The industry has largely let itself decay to this state, while many in it seem oblivious of the larger stakes. In an apparent slam at fellow developers who strive for something higher, for example, "Doom" co-creator John Carmack recently announced, "We're doing entertainment. Saying it's art is a kind of sophistry from people who want to aggrandize our industry."

He's ignorant of at least one more motive: building a shield to protect the industry from oncoming waves of regulation-minded civic leaders, still unaware that games contain meaningful speech. (And who can really blame them, when they're asked to find the meaning in games like, well, "Doom"?)

"The computer and video game industry is in a transitional state," says MIT's Henry Jenkins, "finding their vocabulary, beginning to develop more aesthetic and thematic ambition. ... It is at such moments of transition that the First Amendment protections are perhaps most important."

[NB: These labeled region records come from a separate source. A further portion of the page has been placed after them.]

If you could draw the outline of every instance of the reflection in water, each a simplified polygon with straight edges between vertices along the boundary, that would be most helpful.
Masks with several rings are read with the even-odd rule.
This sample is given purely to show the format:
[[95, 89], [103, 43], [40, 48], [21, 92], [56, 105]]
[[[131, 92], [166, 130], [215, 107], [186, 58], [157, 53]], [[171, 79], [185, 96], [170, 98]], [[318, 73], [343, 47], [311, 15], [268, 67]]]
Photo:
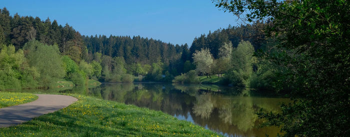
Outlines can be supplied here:
[[262, 122], [256, 113], [260, 108], [277, 112], [280, 103], [289, 101], [254, 97], [256, 93], [247, 89], [200, 84], [105, 83], [94, 88], [74, 87], [56, 92], [88, 95], [162, 111], [226, 136], [276, 136], [279, 131], [276, 127], [256, 128]]
[[278, 112], [287, 99], [250, 96], [246, 89], [203, 85], [108, 83], [87, 94], [152, 110], [162, 111], [226, 136], [276, 136], [276, 127], [256, 128], [260, 108]]

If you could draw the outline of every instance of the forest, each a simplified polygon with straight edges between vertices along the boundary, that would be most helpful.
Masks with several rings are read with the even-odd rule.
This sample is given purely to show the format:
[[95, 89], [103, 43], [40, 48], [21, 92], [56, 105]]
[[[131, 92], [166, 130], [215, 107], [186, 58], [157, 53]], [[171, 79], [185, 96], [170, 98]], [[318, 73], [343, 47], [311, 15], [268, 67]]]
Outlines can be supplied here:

The judiciary is not Jenkins' main concern. "This judge was simply off the mark and is likely to be overturned. ... Politicians are going to be a tougher sell because they really aren't interested in finding out the truth. They don't hold hearings; they hold show trials." And they'll hold them, until a generational shift kicks in: "until there is a significant portion of the public who grew up playing games and who are now part of the voting population."

But what to do, during the 10 or 20 years before that happens? Jenkins himself runs a program aimed at expanding the power of games as an instructional tool, while the nonprofit International Game Developers Association has launched an effort to create a dialogue between game developers and academia. Both highly laudable -- but, again, their main yield comes in the long term, with no immediate plan against these constant incursions.

But there is an opportunity for another approach. In old Hollywood, the studios regularly produced a few films every year whose main intent was to dramatize social issues and give their more ambitious artists room to breathe. Profit was secondary (but hardly impossible, especially when Oscar dividends kicked in).

Imagine what could happen if the game industry followed this example. Successful game publishers could invest a portion of their profits into games conceived with explicit social and artistic goals in mind. The ideas are out there, nurtured by designers aching for the chance to develop them, but fairly certain that their employers would never risk the investment on something so incomprehensible as having something important to say. The obstacles are steep, even for seasoned developers: Despite his stellar track record, Will Wright had to fight executives to secure financing for "The Sims." "They were all sure," he once noted, "that it would suck." (This, for a title that's become the most popular computer game of all time.)

Is something like this happening now? Jason Della Rocca, program director for the IGDA, can't come up with a single example.

"Sadly, I am not aware of any publisher that dedicates resources to these types of agendas. ... In the end," he suggests, "it comes down to economic and prestige factors. If our media was more critical and there was a demand for such content, we would certainly see more of it."

But as a recent Los Angeles Times article makes clear (if a much earlier Salon story had not), the gaming press is too beholden to game publishers, too cowed by their largesse to offer much objection when the curtain is parted on yet another iteration of an expansion pack to a sequel from a series of a genre that hasn't strayed outside its preconceived borders in years.

I'd love to be proved wrong. Because until the industry is willing to make those risks, we're doomed to flounder on the ramp, while the Judge Limbaughs of the world peer down at us through their gun sights, and slam the hammer back.


By Wagner James Au

Wagner James Au is a frequent contributor to Salon, and also writes "Notes from a New World," an online journal for Second Life, an upcoming MMOG.